Pour saisir le sens de cette formule, il faut en analyser la composition. En français, la tournure “tête de” est souvent utilisée de manière péjorative, comme dans “tête de mule” ou “tête de pioche”, pour désigner quelqu’un de peu intelligent. Le mot “tête” provient du latin “testa”, qui désignait à l’origine une coquille ou une enveloppe, puis, par extension, le crâne, siège de la pensée. Par le passé, la taille du cerveau était considérée comme un indicateur d’intelligence. L’analogie avec la linotte, un petit oiseau aux capacités modestes, repose sur cette idée : un crâne réduit serait synonyme de faiblesse mentale. Les préjugés antérieurs à l’égard de cet oiseau ont nourri nombre d’expressions dépréciatives telles que “cervelle de moineau” ou “cervelle d’oiseau”. Comme le soulignait Georges Ohnet : “Cœur d’ange, mais cervelle d’oiseau, elle passait sa vie à réparer les malheurs qu’elle avait causés par sa légèreté.” (Le Maître de forges, 1884). La culture populaire a souvent associé cette petite intelligence apparente à d’autres termes péjoratifs, comme “bécasse”, “dinde” ou “grue”, pour qualifier une femme naïve ou peu rusée.
Pourquoi la linotte plutôt qu’un autre oiseau ?
Avant d’approfondir, intéressons-nous brièvement à cette petite volaille. En ornithologie, la linotte est un passereau d’environ 13,5 cm, appartenant à la famille des fringillidés. Elle arbore un plumage gris fauve, avec des touches de rouge sur la tête et la gorge, surtout chez le mâle pendant la période de reproduction. Son nom fait référence au “lin”, une céréale qu’elle consomme, accompagné du suffixe “otte”, qui indique une version diminutive. Dans la tradition orale, la linotte est popularisée comme étant un oiseau qui chante agréablement, mais aussi qui a pour habitude de sauter partout en quête de nourriture, construisant ses nids rapidement et sans grande prévoyance, souvent à faible hauteur. Son mode de vie peu prudent expose ses petits aux dangers, renforçant sa réputation d’insouciance. Benjamin Constant écrit en 1814 dans ses Journaux intimes : “C’est une linotte, un nuage sans mémoire ni discernement.” La Comtesse de Ségur s’est elle aussi servie de cette image dans son ouvrage L’Auberge de l’ange-gardien (1888), où elle compare ces jeunes gens à des linottes, sans prévoyance ni réflexion.
Depuis quand existe l’expression “tête de linotte” ?

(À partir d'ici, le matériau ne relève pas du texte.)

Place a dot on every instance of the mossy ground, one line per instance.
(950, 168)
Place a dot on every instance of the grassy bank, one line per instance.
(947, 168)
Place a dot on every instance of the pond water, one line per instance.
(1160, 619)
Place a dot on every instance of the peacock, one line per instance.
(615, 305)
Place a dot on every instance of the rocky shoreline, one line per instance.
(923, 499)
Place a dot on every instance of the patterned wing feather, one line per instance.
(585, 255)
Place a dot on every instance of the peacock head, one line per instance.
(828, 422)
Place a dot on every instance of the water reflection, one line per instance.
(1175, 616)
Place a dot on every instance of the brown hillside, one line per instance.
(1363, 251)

La première trace connue de cette expression remonte à 1611, dans le dictionnaire bilingue français-anglais de Randle Cotgrave. Ce dernier traduit la phrase “il a une teste de linotte” par “He hath but a light or giddie head of his owne”, signifiant “il a un esprit léger ou étourdi”. Bien que la formule ait été documentée au XVIIe siècle, l’idée d’étourdissement associée à la linotte existe probablement depuis bien plus longtemps. En 1690, Furetière l’inscrit dans son Dictionnaire universel : “On appelle aussi un homme de peu de raison, teste de linotte, parce que cet oiseau a la tête très petite.” La même année, le Dictionnaire de l’Académie française la mentionne aussi : “On désigne par cette expression une personne peu sensée, légère d’esprit.”
Linotte ou étourneau, quelle différence ?

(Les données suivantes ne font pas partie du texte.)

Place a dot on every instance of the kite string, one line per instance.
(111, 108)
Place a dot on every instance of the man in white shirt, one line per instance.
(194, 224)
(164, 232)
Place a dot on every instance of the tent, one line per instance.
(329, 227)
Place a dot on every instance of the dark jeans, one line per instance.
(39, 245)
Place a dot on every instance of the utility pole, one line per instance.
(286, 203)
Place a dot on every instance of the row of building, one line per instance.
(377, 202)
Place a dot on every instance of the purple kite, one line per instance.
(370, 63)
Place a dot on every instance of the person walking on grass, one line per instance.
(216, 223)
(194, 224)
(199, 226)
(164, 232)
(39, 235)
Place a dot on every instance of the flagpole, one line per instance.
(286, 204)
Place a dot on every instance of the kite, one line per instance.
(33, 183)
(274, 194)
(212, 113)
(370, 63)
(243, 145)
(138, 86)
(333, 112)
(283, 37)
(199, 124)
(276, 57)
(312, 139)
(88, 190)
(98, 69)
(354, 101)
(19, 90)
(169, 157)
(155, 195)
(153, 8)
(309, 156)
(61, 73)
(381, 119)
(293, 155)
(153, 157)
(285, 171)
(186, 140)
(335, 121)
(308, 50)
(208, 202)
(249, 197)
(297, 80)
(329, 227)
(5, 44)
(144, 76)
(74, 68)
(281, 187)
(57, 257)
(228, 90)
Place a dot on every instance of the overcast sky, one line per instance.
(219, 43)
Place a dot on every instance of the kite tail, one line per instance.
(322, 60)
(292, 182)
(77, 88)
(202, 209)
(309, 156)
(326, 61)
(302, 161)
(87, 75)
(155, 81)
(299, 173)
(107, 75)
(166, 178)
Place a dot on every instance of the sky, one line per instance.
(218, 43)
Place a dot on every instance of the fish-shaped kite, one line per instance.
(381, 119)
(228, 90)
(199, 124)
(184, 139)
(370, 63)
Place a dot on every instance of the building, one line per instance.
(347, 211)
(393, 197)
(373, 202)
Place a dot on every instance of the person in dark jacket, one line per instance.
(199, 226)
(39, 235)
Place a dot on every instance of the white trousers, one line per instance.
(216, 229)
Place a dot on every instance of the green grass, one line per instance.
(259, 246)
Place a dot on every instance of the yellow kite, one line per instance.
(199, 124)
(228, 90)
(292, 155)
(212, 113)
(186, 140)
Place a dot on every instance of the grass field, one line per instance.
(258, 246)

Comme nous l’avons évoqué, la réputation de la linotte comme animal insouciant vient de son comportement négligent. La locution “siffler la linotte” apparaît d’ailleurs en 1694 dans le Dictionnaire de l’Académie, pour signifier “boire excessivement”. Animal au comportement changeant et désordonné, la linotte symbolise aussi l’individu imprévisible ou déséquilibré, un trait partagé avec l’étourneau. Le nom de ce dernier provient du latin “exturdire”, évoquant une attitude folle ou la confusion mentale, comme lorsqu’un oiseau est “ivre”. Dans la mythologie ornithologique ancienne, l’étourneau et la linotte étaient tous deux considérés comme des symboles d’indécision ou d’un esprit peu clair. Eugène Labiche raconte dans Célimare le bien-aimé (1863) : “Tu es un étourneau, tu m’écris sans m’envoyer ton adresse, sans te souvenir de venir me voir.”